Menteri Keuangan Purbaya Yudhi Sadewa membuka tentang defisit APBN yang semakin mendekati ambang batas 3 persen. Ia berpendapat bahwa keputusan tersebut bukanlah langkah sulit, tetapi perlu dilakukan untuk menjaga pertumbuhan ekonomi nasional.
Ia mengakui bahwa defisit anggaran harus diperlebar agar dapat membantu menyelesaikan krisis ekonomi. Menurut Purbaya, fiskal dan defisitnya juga akan terpengaruh jika tidak ada langkah yang tepat.
Dalam pertimbangan fiskal, Purbaya berpendapat bahwa orang-orang sangat cepat menilai tentang kemampuan belanjanya. Ia berharap orang-orang tidak begitu cepat mengkritik dan hanya memperhatikan hasilnya saja.
Pertumbuhan ekonomi juga harus diimbangi dengan kebijakan yang tepat untuk menjaga agar tidak terjadi krisis ekonomi, seperti menempuh kebijakan counter cyclical. Purbaya lebih memilih untuk meningkatkan belanja pemerintah melalui bantuan sosial dan insentif pajak.

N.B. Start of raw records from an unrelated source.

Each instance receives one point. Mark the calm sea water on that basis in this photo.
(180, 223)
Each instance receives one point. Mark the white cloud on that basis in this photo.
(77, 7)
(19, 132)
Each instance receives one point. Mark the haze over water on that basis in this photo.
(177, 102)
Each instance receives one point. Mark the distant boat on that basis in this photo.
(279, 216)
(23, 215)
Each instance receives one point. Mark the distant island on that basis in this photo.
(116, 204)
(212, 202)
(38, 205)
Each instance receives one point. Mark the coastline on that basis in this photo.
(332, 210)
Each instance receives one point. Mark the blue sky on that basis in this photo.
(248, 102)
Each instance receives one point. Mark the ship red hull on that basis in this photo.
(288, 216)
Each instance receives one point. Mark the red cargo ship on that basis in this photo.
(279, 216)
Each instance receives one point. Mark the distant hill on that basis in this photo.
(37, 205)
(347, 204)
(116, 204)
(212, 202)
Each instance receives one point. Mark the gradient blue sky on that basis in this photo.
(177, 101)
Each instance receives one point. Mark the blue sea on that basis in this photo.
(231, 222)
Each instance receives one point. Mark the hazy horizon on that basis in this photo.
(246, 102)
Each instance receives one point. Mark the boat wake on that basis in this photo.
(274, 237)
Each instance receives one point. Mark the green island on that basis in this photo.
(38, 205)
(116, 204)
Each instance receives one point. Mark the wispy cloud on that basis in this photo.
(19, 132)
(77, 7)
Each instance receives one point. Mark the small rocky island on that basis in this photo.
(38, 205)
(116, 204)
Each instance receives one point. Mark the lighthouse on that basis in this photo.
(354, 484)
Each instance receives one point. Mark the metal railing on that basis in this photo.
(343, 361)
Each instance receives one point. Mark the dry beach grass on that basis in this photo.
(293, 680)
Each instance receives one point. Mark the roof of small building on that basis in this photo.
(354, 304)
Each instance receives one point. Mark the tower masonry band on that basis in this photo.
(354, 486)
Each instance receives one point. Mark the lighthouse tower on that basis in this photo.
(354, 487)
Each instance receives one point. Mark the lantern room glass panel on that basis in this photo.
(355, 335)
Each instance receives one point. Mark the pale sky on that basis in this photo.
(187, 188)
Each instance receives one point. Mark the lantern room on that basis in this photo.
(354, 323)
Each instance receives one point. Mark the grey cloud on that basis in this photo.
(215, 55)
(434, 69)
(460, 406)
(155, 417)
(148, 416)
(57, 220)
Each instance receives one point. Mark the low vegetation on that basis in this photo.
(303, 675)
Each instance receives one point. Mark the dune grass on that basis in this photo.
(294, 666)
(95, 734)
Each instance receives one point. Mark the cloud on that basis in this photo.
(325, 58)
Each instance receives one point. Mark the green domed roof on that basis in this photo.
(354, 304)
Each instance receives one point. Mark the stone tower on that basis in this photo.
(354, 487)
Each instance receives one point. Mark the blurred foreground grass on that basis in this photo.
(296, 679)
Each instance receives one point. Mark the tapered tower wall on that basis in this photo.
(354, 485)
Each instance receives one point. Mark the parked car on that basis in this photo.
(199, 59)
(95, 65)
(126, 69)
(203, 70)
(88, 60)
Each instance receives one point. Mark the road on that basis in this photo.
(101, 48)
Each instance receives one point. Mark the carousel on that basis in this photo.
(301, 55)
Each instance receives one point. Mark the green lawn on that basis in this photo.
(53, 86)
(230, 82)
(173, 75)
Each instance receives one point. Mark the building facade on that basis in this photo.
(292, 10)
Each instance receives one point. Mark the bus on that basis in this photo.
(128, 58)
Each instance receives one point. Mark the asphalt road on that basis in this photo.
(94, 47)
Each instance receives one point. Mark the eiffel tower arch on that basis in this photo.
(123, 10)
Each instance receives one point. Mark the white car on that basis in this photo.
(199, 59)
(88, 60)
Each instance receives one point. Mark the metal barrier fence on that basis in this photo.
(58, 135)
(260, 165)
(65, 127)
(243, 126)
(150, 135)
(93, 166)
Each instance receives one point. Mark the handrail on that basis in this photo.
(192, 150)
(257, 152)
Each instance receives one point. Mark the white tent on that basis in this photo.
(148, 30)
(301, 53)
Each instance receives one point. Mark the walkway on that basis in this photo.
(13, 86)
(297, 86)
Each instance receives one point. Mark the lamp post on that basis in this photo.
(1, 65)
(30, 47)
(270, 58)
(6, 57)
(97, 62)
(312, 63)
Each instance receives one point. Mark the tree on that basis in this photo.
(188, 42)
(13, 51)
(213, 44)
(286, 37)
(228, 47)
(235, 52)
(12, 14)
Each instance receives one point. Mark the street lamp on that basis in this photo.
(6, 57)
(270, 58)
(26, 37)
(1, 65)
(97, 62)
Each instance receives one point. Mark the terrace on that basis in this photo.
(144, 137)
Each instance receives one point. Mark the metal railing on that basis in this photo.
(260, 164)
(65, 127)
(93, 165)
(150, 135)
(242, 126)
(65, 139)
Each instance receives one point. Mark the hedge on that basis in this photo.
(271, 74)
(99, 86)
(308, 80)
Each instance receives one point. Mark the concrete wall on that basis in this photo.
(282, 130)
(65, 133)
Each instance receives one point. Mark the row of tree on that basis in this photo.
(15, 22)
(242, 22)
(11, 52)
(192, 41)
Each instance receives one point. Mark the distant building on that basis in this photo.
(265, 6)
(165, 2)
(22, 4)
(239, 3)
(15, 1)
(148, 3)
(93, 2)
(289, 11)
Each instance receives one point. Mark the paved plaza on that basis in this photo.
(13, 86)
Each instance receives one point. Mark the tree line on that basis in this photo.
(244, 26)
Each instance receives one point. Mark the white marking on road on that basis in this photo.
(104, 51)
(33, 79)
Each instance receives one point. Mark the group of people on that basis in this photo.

Ia juga berharap agar orang-orang tidak terlalu khawatir dengan fiskal defisitnya yang semakin mendekati ambang batas 3 persen. Ia lebih memilih untuk menempuh kebijakan yang tepat agar ekonomi bisa tumbuh lebih kencang.
"Pajak, bea cukai, itu semua suatu hal yang perlu diimbangi," katanya. "Saya tidak boleh naikin pajak dan bea cukai tanpa harus mempertimbangkan dampaknya pada masyarakat."
Ia mengakui bahwa defisit anggaran harus diperlebar agar dapat membantu menyelesaikan krisis ekonomi. Menurut Purbaya, fiskal dan defisitnya juga akan terpengaruh jika tidak ada langkah yang tepat.
Dalam pertimbangan fiskal, Purbaya berpendapat bahwa orang-orang sangat cepat menilai tentang kemampuan belanjanya. Ia berharap orang-orang tidak begitu cepat mengkritik dan hanya memperhatikan hasilnya saja.
Pertumbuhan ekonomi juga harus diimbangi dengan kebijakan yang tepat untuk menjaga agar tidak terjadi krisis ekonomi, seperti menempuh kebijakan counter cyclical. Purbaya lebih memilih untuk meningkatkan belanja pemerintah melalui bantuan sosial dan insentif pajak.
Ia juga berharap agar orang-orang tidak terlalu khawatir dengan fiskal defisitnya yang semakin mendekati ambang batas 3 persen. Ia lebih memilih untuk menempuh kebijakan yang tepat agar ekonomi bisa tumbuh lebih kencang.
"Pajak, bea cukai, itu semua suatu hal yang perlu diimbangi," katanya. "Saya tidak boleh naikin pajak dan bea cukai tanpa harus mempertimbangkan dampaknya pada masyarakat."